One more question is that if the network has some issues on those machines or straggler issues, would it be possible that the GPU is still utilizing 98%~100%? The GPUs are fully utilized and i was thinking there is no network issue.

Not 100% sure, but if GPU reports block waiting for AllReduce as busy, then slow network or straggler could lead to 100% utilization for the entire group. This can be measured by submitting a job that only runs allreduce. BTW, based one past observations, GPU would (sometimes?) report 100% utilization even if DDP hangs. So I think this is possible.

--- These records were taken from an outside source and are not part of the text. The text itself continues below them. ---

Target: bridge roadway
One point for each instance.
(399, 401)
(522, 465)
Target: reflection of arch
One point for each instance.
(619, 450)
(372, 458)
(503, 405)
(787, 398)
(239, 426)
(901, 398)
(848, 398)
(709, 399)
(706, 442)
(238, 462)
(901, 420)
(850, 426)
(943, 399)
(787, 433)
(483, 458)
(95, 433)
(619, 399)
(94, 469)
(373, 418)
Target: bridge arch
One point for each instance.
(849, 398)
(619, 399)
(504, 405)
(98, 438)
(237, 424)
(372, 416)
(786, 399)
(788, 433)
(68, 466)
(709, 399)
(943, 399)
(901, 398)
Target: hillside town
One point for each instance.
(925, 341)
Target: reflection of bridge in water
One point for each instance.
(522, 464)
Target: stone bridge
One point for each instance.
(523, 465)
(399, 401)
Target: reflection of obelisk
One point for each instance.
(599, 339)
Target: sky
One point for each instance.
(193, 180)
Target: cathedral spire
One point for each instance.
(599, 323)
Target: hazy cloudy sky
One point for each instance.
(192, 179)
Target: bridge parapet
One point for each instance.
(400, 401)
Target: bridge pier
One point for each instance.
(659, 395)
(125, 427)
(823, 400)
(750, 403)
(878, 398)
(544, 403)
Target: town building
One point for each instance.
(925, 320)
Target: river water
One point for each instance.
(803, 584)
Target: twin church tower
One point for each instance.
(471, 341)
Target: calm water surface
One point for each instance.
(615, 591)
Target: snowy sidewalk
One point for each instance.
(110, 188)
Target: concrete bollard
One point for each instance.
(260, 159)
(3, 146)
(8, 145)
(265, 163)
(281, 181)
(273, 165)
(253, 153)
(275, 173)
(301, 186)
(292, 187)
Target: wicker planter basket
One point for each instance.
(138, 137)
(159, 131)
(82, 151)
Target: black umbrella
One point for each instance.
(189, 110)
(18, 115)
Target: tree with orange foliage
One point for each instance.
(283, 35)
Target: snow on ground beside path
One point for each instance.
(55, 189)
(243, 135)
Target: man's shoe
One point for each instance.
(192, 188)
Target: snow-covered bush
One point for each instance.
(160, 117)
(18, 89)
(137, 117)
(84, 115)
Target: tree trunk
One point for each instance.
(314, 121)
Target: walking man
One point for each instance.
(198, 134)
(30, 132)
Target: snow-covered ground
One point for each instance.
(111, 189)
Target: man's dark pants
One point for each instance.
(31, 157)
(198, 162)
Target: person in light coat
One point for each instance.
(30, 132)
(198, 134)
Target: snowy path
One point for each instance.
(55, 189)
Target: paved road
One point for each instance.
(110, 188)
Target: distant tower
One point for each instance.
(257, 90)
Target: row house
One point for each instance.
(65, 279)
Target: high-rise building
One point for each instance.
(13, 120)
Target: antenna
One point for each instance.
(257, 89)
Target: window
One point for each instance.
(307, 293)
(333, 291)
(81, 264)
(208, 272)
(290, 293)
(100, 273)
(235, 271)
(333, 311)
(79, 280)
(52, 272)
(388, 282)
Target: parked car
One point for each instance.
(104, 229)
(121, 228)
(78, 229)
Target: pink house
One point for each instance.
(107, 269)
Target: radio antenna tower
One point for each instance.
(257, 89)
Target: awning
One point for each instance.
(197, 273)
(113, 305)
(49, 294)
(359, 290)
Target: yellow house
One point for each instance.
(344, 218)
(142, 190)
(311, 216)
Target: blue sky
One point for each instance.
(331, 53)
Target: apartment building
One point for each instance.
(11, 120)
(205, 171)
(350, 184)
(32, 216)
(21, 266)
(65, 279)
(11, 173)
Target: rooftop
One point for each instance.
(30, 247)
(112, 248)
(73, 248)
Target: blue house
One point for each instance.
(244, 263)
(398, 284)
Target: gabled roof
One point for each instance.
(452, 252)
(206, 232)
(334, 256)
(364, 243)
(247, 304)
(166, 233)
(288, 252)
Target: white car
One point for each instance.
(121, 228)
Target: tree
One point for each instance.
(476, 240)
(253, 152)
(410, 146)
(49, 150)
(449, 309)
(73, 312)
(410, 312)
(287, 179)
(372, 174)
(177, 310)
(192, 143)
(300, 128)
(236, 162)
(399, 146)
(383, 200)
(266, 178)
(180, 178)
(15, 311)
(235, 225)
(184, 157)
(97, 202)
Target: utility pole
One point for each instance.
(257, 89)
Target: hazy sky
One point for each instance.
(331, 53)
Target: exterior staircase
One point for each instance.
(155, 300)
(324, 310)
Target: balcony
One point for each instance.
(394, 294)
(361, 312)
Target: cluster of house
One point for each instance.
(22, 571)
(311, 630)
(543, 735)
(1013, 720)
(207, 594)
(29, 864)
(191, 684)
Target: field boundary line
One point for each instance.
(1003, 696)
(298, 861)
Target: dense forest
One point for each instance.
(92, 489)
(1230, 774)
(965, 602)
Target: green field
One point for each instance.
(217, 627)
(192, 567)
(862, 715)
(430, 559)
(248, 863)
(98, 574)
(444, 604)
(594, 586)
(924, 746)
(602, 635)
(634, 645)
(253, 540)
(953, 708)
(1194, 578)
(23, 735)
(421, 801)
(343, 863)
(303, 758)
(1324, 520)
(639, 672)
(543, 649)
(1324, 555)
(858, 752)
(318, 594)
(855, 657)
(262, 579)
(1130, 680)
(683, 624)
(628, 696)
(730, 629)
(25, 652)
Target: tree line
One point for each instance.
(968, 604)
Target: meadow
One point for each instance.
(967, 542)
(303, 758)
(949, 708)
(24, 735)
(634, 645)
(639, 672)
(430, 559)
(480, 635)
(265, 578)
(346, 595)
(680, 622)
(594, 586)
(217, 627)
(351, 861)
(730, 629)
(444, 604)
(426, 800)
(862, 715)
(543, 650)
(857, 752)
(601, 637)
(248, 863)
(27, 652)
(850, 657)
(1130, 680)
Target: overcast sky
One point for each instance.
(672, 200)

cc @ngimel in case you know how CUDA would behave here :slight_smile:

@mrshenli is correct, if there are straggler GPUs, other GPUs waiting for them would report 100% utilization with AllReduce.

1 Like

Thanks very much @mrshenli @ngimel for the explanation of ALLReduce leading 100%. One more question is, is there any way to detect which GPU is the straggler (among 16 GPUs)?